Location
- 145 County Road 461, Englewood, Tennessee postal address United States
- 35°22′37″N 84°30′11″W﻿ / ﻿35.377°N 84.503°W

Information
- Type: Public
- Established: 1966
- School district: McMinn County School System
- Teaching staff: 45.50 (FTE)
- Grades: 9-12
- Enrollment: 619 (2023-2024)
- Colors: Columbia blue and white
- Team name: Chargers
- Website: www.mcminncentral.com

= McMinn Central High School =

American public high school

Central High School of McMinn County, more commonly known as McMinn Central High School (MCHS) or Central High School is a public high school located in unincorporated McMinn County, Tennessee. It has an Englewood postal address but is not in the town limits. Its mascot is the Charger, and it is one of two high schools in the McMinn County School System, the other being McMinn County High School with which it maintains a rivalry.

==History==
It opened in fall 1966 as a consolidation of Englewood High School and Etowah High School in Etowah, with the location deliberately between the two cities.
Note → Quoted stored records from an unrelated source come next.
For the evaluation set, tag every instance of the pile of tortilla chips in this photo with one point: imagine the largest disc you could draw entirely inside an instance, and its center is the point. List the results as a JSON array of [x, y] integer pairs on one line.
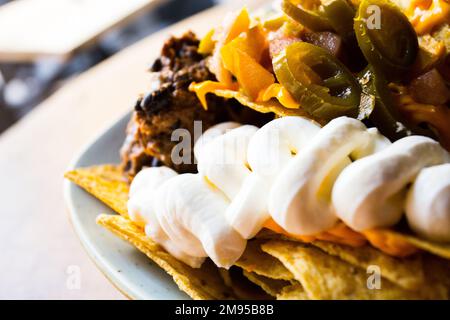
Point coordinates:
[[276, 267]]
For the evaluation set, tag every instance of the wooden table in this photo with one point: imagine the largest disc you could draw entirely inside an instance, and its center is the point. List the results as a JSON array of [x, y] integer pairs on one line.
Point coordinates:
[[37, 244], [31, 29]]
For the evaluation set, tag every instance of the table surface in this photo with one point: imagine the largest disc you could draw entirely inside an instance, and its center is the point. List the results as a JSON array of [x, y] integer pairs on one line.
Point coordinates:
[[39, 250], [53, 32]]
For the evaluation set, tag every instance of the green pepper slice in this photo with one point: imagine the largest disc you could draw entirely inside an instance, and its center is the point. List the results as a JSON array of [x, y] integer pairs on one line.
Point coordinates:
[[340, 15], [307, 13], [386, 37], [384, 115], [322, 85]]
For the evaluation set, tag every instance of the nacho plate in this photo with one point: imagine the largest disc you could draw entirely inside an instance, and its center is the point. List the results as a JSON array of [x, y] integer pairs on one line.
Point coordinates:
[[129, 271]]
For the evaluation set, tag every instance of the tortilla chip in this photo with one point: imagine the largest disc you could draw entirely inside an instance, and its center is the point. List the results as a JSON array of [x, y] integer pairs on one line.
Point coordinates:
[[241, 286], [256, 261], [204, 283], [293, 292], [405, 272], [326, 277], [106, 183], [263, 107], [439, 249], [272, 287]]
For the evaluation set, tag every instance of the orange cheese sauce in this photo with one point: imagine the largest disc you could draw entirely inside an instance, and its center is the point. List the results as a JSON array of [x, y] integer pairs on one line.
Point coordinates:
[[342, 234], [424, 15]]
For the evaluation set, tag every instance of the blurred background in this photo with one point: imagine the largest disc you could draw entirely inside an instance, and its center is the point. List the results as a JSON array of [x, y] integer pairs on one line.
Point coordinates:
[[27, 79]]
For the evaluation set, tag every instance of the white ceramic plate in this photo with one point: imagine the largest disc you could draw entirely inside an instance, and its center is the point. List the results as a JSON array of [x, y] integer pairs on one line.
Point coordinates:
[[129, 270]]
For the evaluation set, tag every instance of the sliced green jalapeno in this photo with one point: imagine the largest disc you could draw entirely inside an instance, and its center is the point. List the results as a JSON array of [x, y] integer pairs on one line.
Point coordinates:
[[384, 115], [308, 14], [322, 85], [340, 15], [386, 37]]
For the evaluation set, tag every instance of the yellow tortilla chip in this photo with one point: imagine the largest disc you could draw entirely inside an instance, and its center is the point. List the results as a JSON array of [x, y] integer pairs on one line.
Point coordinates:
[[106, 183], [263, 107], [293, 292], [241, 286], [405, 272], [272, 287], [256, 261], [326, 277], [204, 283], [439, 249]]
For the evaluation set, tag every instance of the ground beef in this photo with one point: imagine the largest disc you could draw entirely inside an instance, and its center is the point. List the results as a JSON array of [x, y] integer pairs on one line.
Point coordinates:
[[171, 105]]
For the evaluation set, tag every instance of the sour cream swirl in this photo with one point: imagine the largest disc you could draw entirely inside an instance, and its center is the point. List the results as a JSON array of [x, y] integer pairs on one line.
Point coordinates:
[[304, 177]]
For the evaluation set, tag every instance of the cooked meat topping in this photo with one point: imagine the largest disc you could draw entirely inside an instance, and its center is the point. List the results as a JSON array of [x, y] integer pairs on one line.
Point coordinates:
[[172, 106]]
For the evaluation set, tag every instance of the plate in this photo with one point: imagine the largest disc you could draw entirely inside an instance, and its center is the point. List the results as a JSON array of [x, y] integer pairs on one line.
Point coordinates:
[[131, 272]]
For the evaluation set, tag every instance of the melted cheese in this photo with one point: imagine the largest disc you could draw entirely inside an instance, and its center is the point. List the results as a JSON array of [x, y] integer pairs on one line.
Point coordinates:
[[424, 15]]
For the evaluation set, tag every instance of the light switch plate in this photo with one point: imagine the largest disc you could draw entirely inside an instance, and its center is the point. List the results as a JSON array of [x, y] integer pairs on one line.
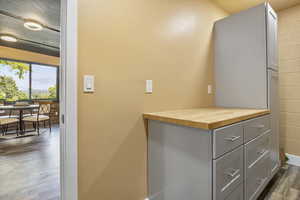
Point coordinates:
[[88, 83], [149, 86], [209, 89]]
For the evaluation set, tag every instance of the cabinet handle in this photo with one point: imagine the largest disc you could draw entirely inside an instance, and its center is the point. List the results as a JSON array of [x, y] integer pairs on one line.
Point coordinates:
[[261, 126], [261, 152], [232, 172], [233, 138], [261, 180]]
The first graduating class graduated in 1967. When Cook High School closed due to desegregation, McMinn Central absorbed some of the students.

==Athletics==
McMinn Central is a member of the Tennessee Secondary School Athletic Association (TSSAA). Sports include baseball, basketball, cheerleading, cross country, football, swimming, golf, soccer, softball, tennis, track and field, volleyball, and wrestling.

===State championships===
- Girls' basketball - 2011
- Girls' track and field - 1981, 2011
- Wrestling - 1999

==History==
The school was founded in 1966 out of a merger of three high schools: Etowah, Englewood, and Cook High Schools. It has since grown to serve more than 700 students.